Japonya ve Güney Kore ilişkilerinin Washington’un belirlediği çerçevede gelişmesi, dörtlü diyalog tarafları arasındaki uyuşmazlıklar ve özellikle Hindistan ve Rusya arasındaki köklü ilişki bir yana Çin’in bölgedeki genel yayılımı, ABD’yi Asya’da artan Çin hâkimiyetiyle mücadele edecek bir Asya Bloğu kurma konusunda ciddi adımlar atmaya mecbur bırakmış görünüyor.
Bu noktada özellikle belirtmek gerekir ki, ABD’nin Çin’i kontrol altına alma çabaları sadece ticari ve ekonomik sebeplerden kaynaklanmıyor. Güvenlik konusu da önemli bir gerekçe oluşturuyor. Bu bağlamda 15 Eylül 2021 tarihinde ABD, Birleşik Krallık ve Avustralya arasında AUKUS Paktı ilan edildi. Bu üçlü güvenlik paktıyla birlikte, askerî ve stratejik ittifaklar fiilî olarak başlatılmış oldu. Washington bu pakta Avustralya’ya nükleer denizaltı teknolojisi desteği ile katıldı. Bu adımın uzun vadede bölgedeki askerî güç dengesini değiştirmeyi hedeflediği söylenebilir.
Sonuç
Çin, Pasifik Okyanusu bölgesindeki askerî varlığını genişleterek hem deniz bağlantılarının güvenliğini sağlamak hem Amerikan güçleri ve müttefikleri hakkında istihbari bilgi toplamak hem de Amerika’nın nakliye ve dağıtım planlarını engellemek gibi birkaç hayati hedefi gerçekleştirmeyi planlıyor.
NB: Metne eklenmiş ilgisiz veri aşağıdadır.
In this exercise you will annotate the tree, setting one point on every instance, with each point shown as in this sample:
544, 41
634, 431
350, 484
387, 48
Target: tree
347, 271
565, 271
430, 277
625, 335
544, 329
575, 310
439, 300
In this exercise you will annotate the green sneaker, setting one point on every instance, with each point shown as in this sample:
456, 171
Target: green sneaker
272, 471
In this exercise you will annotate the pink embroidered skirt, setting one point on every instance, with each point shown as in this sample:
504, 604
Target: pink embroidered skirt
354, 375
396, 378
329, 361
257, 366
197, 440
Daha da önemlisi, ABD’nin Güney Pasifik Okyanusu’ndaki en büyük müttefikleri olan Avustralya ve Yeni Zelenda’yı muhasara altına almayı amaçlıyor.
Hasılı Pasifik Okyanusu bölgesinde Washington ve Pekin arasındaki jeopolitik ve askerî rekabet her geçen gün daha da tırmanırken taraflar aktif olarak bölge ülkeleriyle ilişkilerini güçlendirmeye ve yeni ittifaklar kurmaya çalışıyor. Bu gelişmelere paralel olarak Pasifik Okyanusu ülkelerinin savunma harcamalarına daha fazla pay ayırması ise, gelecekte bu bölgenin bir çatışma üssü olarak odak noktası olması tehlikesini artırıyor.
Ukrayna Savaşı’nın dahi Biden’ı Çin’i kontrol altına alma hedefinden uzaklaştırmadığı açıkça görülüyor. Yukarıda sıralanan diğer gelişmeler de Washington’un gelecek 10 yıldaki muhtemel sorunlara karşı dış siyasetini yeniden tanzim etme ve özellikle Asya’daki müttefiklerini aktifleştirme konusunda kararlı olduğunu teyit ediyor.
ABD ve Çin rekabetinde karşılıklı hamlelerin artması, iki ülke arasındaki jeopolitik çatışmanın tırmandığını gösteriyor. Bu durum, bir yandan ABD ve Çin’in hâlihazırdaki müttefikleri üzerindeki baskının artmasına yol açarken bir yandan da yavaş yavaş diğer ülkeleri de bu iki kutuptan birinin tarafında yer alma gibi bir senaryonun içine sürüklüyor. Bu bağlamda Biden’ın Ortadoğu’da altı Körfez ülkesi ile Mısır, Irak ve Ürdün devlet başkanlarının katılımıyla geçtiğimiz günlerde gerçekleştirdiği zirve de Washington’un müttefikleriyle beraber özellikle teknolojik ve askerî alanlarda Çin’i sınırlandırma arzusunu gerçekleştirmek için önemli bir fırsat olarak görülüyor. Kısa vadede bu ülkeler için geçici bazı avantaj ve dezavantajlar oluşsa da uzun vadede bu iki rakip kutbun mücadelesinin boyutunun genişlemesi, söz konusu ülkelerin seçeneklerini azaltacaktır.